Il giorno della vigilia è arrivato. SPAL e Milan si affronteranno allo stadio Mazza di Ferrara. Gli uomini di Semplici – confermato a tempo determinato – hanno la necessità di riscattare la pesante sconfitta contro il Cagliari. Il Milan, dall’altra parte, cerca di dare continuità ai risultati positivi iniziati oramai più di un mese fa, nonostante l’amarezza per il pareggio della Dacia Arena. Il tecnico calabrese dovrà fare a meno, fra gli altri, di Nikola Kalinic. Ecco le parole dell’allenatore rossonero per introdurre SPAL-Milan.

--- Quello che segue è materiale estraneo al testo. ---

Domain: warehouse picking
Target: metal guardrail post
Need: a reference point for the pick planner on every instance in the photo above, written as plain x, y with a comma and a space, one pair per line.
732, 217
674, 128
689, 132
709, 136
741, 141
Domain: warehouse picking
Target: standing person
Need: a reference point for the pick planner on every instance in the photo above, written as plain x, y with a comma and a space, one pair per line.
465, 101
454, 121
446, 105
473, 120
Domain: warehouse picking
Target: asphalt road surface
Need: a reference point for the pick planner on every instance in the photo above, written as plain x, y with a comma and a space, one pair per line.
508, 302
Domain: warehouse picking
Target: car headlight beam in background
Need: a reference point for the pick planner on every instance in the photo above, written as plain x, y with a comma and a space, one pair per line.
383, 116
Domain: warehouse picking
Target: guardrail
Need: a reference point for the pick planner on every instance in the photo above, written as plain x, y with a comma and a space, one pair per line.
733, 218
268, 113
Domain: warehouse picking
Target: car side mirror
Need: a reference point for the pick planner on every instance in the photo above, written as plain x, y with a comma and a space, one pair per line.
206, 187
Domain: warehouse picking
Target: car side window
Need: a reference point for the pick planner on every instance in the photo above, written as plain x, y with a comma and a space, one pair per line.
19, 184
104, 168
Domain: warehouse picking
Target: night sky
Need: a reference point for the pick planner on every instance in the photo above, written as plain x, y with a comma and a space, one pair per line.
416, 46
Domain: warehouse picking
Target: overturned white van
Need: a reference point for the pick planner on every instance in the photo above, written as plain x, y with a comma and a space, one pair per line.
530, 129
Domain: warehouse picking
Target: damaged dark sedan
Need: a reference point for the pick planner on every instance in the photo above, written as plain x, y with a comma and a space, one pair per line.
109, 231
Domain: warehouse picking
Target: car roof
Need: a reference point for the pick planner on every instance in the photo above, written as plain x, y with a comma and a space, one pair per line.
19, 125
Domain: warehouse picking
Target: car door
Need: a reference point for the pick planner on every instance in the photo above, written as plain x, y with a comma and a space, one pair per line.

La squadra: «Abbiamo dato due giorni liberi, anche perché avremo nove partite in un mese. Abbiamo visto che la squadra è importante che riposi, grazie agli strumenti a cui ci appoggiamo. Ho visto bene i giocatori, più brillanti e meno stanchi. Sono molto soddisfatto degli ultimi 3 allenamenti, ma dobbiamo confermarlo domani. Condizione psico-fisica? Da quando ho preso in mano questa squadra io penso partita dopo partita, senza calcoli. Sto pensando di mettere sempre in campo la migliore squadra, senza calcoli. Sono contento per come vedo i ragazzi per come tengono il campo e per la voglia che ci mettono. In queste settimana avete cavalcato l’onda per le 6 espulsioni. Può essere anche una coincidenza, perché questa squadra è tutto meno che fallosa. Ci siamo cascati, due espulsioni decise con la VAR, Suso e Bonucci e il resto con doppie ammonizioni. Dobbiamo migliorare nelle scelte e vivere le partite con molta più esperienza. I cosiddetti “musi lunghi”?Se non ne sto parlando significa che son contento. I musi lunghi ci saranno sempre in una squadra di calcio ed è giusto che ci siano. Un allenatore deve preoccuparsi quando non ci sono. Ci si deve mettere passione e voglia in tutto quello che si va a proporre. La bravura di un allenatore deve essere anche parlare chiaro, senza prendere in giro. E’ meglio, a volte, non dire nulla, ma essere credibili in tutto quello che si dice».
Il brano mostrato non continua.